I've been powering through a book called "Fruitless Fall: The Collapse of the Honey Bee and the Coming Agricultural Crisis" by Rowan Jacobsen, a Vermont-based writer. As you can imagine from the title, it's not a happy tome. Fruitless fall is the end of the sentence Rachel Carson began in 1963 with "Silent Spring", and there is a quiet certainty in me that we are witnessing the fulfillment of her dire predictions now, as honey bees - the world's pollinators - begin to disappear, along with thousands of other wild pollinators, insects of all types. Sitting on the sidewalk one afternoon as a child, playing with a friend, he began to kill the black ants that were busily working away at our feet. He had a vicious anger and an uncaring attitude as he tried to squish them. I became extremely angry seeing this, and tried to stop him. Luckily, another neighbour, one of the dads on the street, saw him and reprimanded him for it, and he stopped. He wanted to kill those ants, just because they were small and black and different. This was a child raised on a steady diet of Fruit Loops and G.I. Joes. I knew then that there was something terribly wrong with our culture, a feeling that has never left - that we do not respect life, or each other; that we are entertained by death and destruction; that we are cutting out the very foundations of our existence through our lust for power, over anything. Such folly to think that size matters, that an insect a centimetre long is anything less than the linchpin of our food system, that its death 'doesn't matter'.

This is why it saddens me that our administrators seem so far from us, and won't be joining us for our launch this afternoon. Our small band of heroes is attempting to address the greatest crisis facing our civilization: the destruction of the planet. We can do little compared to if they turned the full strength of their power to this urgent situation. So I hold out hope, perhaps another event, in July, another invitation... perhaps even just a tea sometime.

In the meantime, I know that we are the first bees building the hive that will sustain us through the long winter ahead. Jacobsen offers pearls of wisdom and grains of hope throughout his dire warning, explanations of how the honey bee functions and the insights they might have for us. I certainly hope we can all pull together and recognize both the urgency of acting in a coordinated fashion and the opportunities we have to push our development in the right direction now, such as the wonderful initiatives our interns and partners are developing. And this afternoon, we'll celebrate our efforts together and raise a glass of honey tea to our shared commitment to sustainability.

Come one, come all.

-Cameron

P.S. I want to give a shout-out to friends Tana Paddock and Warren Nilsson, whose incredible blog "Organization Unbound" has been inspiring me recently, especially Tana's post on vulnerability as a strength, which encouraged me to share honestly in this first post.

1 comment:

  1. Re-reading this, something comes to mind, a gentle reminder from Lance Evoy, former director of the Institute for Commmunity Development here at Concordia, that my generation is not the 'first bees' working to create a sustainable world.

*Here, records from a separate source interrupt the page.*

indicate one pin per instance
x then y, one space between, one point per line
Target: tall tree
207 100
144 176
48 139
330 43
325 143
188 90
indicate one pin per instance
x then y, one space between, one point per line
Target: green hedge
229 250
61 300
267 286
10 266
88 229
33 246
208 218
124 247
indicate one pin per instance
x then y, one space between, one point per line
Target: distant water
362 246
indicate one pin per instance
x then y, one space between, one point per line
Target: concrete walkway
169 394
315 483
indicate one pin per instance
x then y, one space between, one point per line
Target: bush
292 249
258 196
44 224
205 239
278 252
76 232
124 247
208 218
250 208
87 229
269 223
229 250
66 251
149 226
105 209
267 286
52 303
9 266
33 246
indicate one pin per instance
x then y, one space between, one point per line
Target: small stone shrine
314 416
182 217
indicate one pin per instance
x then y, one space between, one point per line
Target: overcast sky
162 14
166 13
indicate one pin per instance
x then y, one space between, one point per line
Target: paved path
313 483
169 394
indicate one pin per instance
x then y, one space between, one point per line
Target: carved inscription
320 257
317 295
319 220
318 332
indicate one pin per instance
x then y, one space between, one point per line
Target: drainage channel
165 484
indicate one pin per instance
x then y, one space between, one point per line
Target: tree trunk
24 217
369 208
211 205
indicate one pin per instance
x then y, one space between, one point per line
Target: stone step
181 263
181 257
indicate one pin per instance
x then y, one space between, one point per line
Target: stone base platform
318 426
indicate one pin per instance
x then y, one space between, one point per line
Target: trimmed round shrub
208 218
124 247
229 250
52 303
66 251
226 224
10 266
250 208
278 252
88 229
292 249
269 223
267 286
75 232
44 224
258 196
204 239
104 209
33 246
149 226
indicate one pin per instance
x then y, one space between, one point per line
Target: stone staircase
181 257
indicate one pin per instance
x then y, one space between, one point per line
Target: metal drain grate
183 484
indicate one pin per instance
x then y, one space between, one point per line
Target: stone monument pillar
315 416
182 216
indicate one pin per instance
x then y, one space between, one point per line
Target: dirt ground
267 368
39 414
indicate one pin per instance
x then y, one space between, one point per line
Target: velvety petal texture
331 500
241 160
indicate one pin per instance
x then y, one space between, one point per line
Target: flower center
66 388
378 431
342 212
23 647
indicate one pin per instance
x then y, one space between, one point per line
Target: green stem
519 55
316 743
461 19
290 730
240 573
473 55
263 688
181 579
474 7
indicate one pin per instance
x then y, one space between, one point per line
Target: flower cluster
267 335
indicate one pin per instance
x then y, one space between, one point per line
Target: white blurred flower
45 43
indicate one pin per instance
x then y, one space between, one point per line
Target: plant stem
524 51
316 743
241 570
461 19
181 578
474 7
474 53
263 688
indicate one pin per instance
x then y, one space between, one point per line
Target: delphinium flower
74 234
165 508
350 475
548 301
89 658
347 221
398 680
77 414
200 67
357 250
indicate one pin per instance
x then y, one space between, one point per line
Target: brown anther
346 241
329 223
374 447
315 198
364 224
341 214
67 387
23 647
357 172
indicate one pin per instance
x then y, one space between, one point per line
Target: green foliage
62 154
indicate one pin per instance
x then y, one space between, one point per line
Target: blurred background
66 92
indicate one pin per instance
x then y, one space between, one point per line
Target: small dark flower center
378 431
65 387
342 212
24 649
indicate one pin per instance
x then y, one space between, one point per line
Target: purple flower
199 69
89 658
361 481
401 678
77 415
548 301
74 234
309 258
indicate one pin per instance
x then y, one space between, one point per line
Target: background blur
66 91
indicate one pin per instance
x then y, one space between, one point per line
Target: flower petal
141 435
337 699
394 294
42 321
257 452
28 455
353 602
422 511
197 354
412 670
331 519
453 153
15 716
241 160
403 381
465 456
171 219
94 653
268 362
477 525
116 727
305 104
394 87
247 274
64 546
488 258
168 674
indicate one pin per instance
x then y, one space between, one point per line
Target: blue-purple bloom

I know that many have throughout history fought the injustices that now bring us to the brink. I guess sometimes, as a product of the 'me' generation training inflicted on us combined with the direness of the situation, it's hard to not feel like previous generations have been sitting on their thumbs, which I know is not true. I guess it's sort of a childlike reaction - pain = blame = fault. Of course, it's not that simple. But still, it's hard. We need leadership now from our elders. I'm hoping Laura Beach will address that in a forthcoming post.